Y retrocediendo de nuevo en la Historia, nos encontramos con Napoleón Bonaparte, quien siempre tuvo psicosis con el envenenamiento. Garrido-Lestache conserva una postal, datada en 1910, en la que el emperador señala con la mano izquierda a su envenenador, su asistente el conde Montholon.

El doctor establece su diagnóstico: «Fue el arsénico en el vino, que lentamente le ponían, al final calomel, es decir, cianuro de mercurio, con azúcar y jarabe de almendras amargas, ingredientes que suelen ser expulsados por un estómago normal, pero no por el de Napoleón».

Dos días después falleció incapaz de recobrar la conciencia.
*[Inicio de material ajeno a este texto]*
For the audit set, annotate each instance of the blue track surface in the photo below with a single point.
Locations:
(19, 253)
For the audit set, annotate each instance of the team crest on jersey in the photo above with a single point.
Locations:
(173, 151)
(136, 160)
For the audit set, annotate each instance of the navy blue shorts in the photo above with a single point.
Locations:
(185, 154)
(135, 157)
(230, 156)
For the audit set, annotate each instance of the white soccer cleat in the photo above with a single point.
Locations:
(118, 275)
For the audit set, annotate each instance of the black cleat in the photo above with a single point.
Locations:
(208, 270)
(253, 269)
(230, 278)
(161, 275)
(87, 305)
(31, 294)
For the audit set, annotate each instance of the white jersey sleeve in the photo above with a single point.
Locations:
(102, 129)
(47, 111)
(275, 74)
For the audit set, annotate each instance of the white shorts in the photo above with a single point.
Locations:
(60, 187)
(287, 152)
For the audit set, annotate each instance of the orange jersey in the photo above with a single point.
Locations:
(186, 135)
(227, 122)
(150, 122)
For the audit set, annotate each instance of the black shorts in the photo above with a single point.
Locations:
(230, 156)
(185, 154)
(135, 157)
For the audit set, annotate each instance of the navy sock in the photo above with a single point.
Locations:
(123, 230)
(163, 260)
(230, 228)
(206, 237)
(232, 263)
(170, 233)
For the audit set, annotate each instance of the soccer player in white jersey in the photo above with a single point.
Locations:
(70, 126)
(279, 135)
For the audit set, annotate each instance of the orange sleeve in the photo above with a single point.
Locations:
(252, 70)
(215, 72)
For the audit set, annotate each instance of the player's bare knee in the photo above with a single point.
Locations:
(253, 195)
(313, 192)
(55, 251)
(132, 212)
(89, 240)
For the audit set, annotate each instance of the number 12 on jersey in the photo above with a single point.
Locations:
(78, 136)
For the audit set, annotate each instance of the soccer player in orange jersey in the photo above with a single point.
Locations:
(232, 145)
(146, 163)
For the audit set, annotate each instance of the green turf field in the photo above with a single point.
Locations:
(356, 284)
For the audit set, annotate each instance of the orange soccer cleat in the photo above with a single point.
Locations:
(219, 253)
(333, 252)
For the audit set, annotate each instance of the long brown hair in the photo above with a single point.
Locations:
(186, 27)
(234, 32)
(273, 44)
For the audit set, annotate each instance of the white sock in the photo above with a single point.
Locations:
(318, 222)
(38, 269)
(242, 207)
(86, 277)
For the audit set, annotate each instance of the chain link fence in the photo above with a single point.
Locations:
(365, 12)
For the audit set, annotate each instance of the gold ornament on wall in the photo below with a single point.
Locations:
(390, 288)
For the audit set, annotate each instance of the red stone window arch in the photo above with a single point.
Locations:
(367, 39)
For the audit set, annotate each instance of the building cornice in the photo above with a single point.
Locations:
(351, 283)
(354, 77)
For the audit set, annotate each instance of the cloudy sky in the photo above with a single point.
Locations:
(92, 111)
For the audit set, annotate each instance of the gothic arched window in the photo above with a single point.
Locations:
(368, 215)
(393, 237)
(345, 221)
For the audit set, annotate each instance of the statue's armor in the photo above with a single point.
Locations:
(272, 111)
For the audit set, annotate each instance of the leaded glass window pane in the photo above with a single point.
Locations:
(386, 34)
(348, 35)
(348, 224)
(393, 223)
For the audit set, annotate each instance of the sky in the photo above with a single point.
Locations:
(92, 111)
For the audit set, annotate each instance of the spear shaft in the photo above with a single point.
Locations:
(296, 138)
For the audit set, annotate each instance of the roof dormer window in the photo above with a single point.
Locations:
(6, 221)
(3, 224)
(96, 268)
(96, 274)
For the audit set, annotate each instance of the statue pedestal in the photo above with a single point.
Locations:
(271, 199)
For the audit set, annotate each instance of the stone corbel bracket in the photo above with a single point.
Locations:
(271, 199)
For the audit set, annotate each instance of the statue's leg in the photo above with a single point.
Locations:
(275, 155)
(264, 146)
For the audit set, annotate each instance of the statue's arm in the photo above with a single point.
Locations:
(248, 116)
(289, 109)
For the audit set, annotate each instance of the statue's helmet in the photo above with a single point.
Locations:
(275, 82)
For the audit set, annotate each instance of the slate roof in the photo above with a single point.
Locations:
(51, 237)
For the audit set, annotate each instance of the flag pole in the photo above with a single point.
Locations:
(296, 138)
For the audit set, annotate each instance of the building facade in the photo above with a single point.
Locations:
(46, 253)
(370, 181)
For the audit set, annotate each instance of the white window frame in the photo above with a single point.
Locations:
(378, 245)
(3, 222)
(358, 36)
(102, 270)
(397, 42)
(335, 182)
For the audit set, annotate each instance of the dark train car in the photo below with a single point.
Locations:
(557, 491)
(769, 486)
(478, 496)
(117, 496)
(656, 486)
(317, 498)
La propia víctima había dejado escrito, a modo de epitafio acusador: «Lego el oprobio de mi muerte a la Casa Real de Inglaterra».

Uno de los correos que partieron de la isla de Santa Elena donde se hallaba exiliado Napoleón, para anunciar su óbito, llegó a manos del rey Jorge IV en Londres: «Majestad, vuestro peor enemigo ha muerto». El monarca inglés quiso saber, con media sonrisa, qué le había sucedido a su esposa. «Nada, señor, el que ha muerto ha sido el emperador Napoleón Bonaparte», replicó el correo.

Como decía Honoré de Balzac: «La gloria es un veneno que hay que tomar en pequeñas dosis».

La investigadora Marie Curie, premio Nobel de Física y Química, descubrió en su día un compuesto radiactivo altamente tóxico al que puso el nombre de polonio, por ser Polonia, y en concreto Varsovia, donde había nacido ella el 7 de noviembre de 1867. Avatares del destino: un siglo y medio después, en 2013, un grupo de científicos del Instituto de Radiofísica del Hospital Universitario de Lausana (Suiza) hallaron niveles de polonio 210 radioactivo, 18 veces superiores a lo normal en las muestras tomadas al cadáver del histórico líder palestino Yaser Arafat. Los expertos estaban prácticamente convencidos así de que Arafat, fallecido a los 75 años, había sido envenenado con polonio. Su informe de más de un centenar de páginas no dejaba lugar a dudas: había altos niveles de éste en las costillas y la pelvis del político, así como en la tierra sobre la que se colocó su cadáver.